Zack Snyder directed Watchmen the DC Comics graphic novel inspired release for Warner Bros Studios. With VFX Supervised by John 'DJ' Desjardins, MPC completed 250 shots on key sequences in their Vancouver studio. The work includes the full range of digital VFX including 3D environments and cityscapes, CG Owl Ship, digital doubles and a variety of complex fx work.

“Watchmen” is set in an alternate 1985 America in which costumed superheroes are part of the fabric of everyday society, and the “Doomsday Clock” – which charts the USA’s tension with the Soviet Union – is permanently set at five minutes to midnight. When one of his former colleagues is murdered, the washed up but no less determined masked vigilante Rorschach sets out to uncover a plot to kill and discredit all past and present superheroes. As he reconnects with his former crime-fighting legion – a ragtag group of retired superheroes, only one of whom has true powers. Rorschach glimpses a wide-ranging and disturbing conspiracy with links to their shared past and catastrophic consequences for the future. Their mission is to watch over humanity… but who is watching the Watchmen?”

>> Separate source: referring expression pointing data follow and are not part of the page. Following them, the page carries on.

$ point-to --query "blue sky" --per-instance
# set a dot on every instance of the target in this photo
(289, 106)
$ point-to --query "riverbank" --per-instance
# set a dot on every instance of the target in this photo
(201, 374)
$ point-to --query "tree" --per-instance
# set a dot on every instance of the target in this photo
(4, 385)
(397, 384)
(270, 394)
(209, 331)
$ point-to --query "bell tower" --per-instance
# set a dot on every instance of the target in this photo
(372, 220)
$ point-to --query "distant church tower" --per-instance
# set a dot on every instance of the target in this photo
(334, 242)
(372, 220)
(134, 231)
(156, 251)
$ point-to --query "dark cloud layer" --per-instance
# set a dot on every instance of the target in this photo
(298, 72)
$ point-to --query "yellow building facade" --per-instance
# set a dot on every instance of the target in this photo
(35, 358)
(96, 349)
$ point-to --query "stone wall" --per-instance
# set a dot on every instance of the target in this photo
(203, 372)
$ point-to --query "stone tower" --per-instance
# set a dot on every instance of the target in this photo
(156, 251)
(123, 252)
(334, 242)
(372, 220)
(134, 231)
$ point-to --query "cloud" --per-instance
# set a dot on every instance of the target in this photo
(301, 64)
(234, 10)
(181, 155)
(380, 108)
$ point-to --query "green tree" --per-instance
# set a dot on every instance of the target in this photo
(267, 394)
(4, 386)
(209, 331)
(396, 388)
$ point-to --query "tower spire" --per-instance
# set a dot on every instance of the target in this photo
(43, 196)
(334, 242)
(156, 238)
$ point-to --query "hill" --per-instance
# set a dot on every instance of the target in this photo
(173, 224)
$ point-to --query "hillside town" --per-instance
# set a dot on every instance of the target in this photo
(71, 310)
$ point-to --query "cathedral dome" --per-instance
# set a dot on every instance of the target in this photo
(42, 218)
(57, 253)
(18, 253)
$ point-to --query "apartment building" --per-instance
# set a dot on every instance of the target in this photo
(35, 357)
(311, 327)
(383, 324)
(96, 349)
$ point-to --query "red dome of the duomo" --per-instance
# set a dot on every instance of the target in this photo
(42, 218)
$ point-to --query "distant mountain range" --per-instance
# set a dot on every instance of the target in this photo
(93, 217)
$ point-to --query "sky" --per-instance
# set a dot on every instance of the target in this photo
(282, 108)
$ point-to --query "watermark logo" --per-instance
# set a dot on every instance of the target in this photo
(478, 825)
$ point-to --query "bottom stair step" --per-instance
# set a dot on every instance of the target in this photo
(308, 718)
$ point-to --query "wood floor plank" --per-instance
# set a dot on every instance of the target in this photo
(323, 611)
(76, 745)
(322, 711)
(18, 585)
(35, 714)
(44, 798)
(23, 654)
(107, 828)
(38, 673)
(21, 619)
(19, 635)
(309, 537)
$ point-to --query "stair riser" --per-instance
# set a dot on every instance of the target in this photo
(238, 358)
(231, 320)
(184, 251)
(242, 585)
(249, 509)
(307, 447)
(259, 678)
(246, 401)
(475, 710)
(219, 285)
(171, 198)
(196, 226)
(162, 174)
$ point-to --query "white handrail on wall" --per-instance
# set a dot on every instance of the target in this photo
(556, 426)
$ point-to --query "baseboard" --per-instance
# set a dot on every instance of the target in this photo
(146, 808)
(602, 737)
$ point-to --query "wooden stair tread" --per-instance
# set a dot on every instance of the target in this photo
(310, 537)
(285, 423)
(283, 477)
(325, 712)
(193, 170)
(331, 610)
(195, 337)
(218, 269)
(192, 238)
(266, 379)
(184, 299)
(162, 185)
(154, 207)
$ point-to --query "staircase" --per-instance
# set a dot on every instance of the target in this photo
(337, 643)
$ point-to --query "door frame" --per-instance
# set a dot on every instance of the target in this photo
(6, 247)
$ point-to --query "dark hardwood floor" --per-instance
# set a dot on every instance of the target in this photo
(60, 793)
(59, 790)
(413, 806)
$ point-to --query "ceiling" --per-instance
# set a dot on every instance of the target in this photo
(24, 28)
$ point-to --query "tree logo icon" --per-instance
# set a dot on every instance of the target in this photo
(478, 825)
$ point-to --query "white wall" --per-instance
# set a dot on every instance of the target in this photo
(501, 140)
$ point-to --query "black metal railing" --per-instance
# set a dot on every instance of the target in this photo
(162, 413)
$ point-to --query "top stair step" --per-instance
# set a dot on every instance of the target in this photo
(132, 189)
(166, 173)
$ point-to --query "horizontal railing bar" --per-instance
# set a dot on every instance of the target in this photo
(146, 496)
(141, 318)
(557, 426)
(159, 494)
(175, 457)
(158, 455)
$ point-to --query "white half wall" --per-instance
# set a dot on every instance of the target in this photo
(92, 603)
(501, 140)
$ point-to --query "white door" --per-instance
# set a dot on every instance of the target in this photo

Working from Yale town, Vancouver, MPC’s VFX Supervisor Jess Norman oversaw a team of 35 VFX artists. Key members, including CG supervisor Max Wood were brought over from London to join the team. MPC Vancouver utilises the same pipeline and tools as MPC London, which allowed the team to successfully achieve the full gamut of visual effects challenges. Autodesk Maya is complemented with a suite of proprietary tools written in-house by the MPC R&D department. Shots were rendered in RenderMan and MentalRay, and composited using Shake.

MPC’s invisible effects work appears in many scenes, and starts with the high impact opening sequence ‘Blake’s Demise;’ a fast-paced, hand-to-hand combat scene taking place in a high-rise condo.

To add to the adrenalin fuelled atmosphere, the team created the completely digital cityscape seen outside the smashing window. Blake aka The Comedian gets thrown out of the window. As well as adding crashing glass and doing a digital double takeover MPC added a CG version of the iconic smiley pin following Blake down to his dead on the street.

Director
Zack Snyder
Studio
Warner Bros Pictures
MPC VFX Supervisor
Jessica Norman

During one of the key flashback sequences; ‘Riot Control,’ the superheroes deal with the civil unrest of the tumultuous 1970’s. MPC modelled and animated the CG Owl Ship, called in reinforcements under the guise of digital doubles, added CG crowds, extended the sets and enhanced the turbulent environment with smoke and light beams.

In a dramatic nightmare scene two of the main characters get atomised by a nuclear blast after ripping each others skin off to reveal their superhero costumes. With the characters shot on green screen, everything else was created digitally. The Owl ship with digital doubles also appear in the tenement fire scene, alongside CG smoke and fire elements added to enhance the fire on a miniature roof top. The surrounding environment was created using projected digital matte paintings.

For the climatic Karnak sequence the team created a realistic Antarctic environment with ice, water and snow effects. Almost not making it over a vast ice cliff, the owl ship crashes into the snow surface, spraying snow and ice everywhere. Several of the shots in the scene were fully digital and required full understanding of the way that environmental factors interact.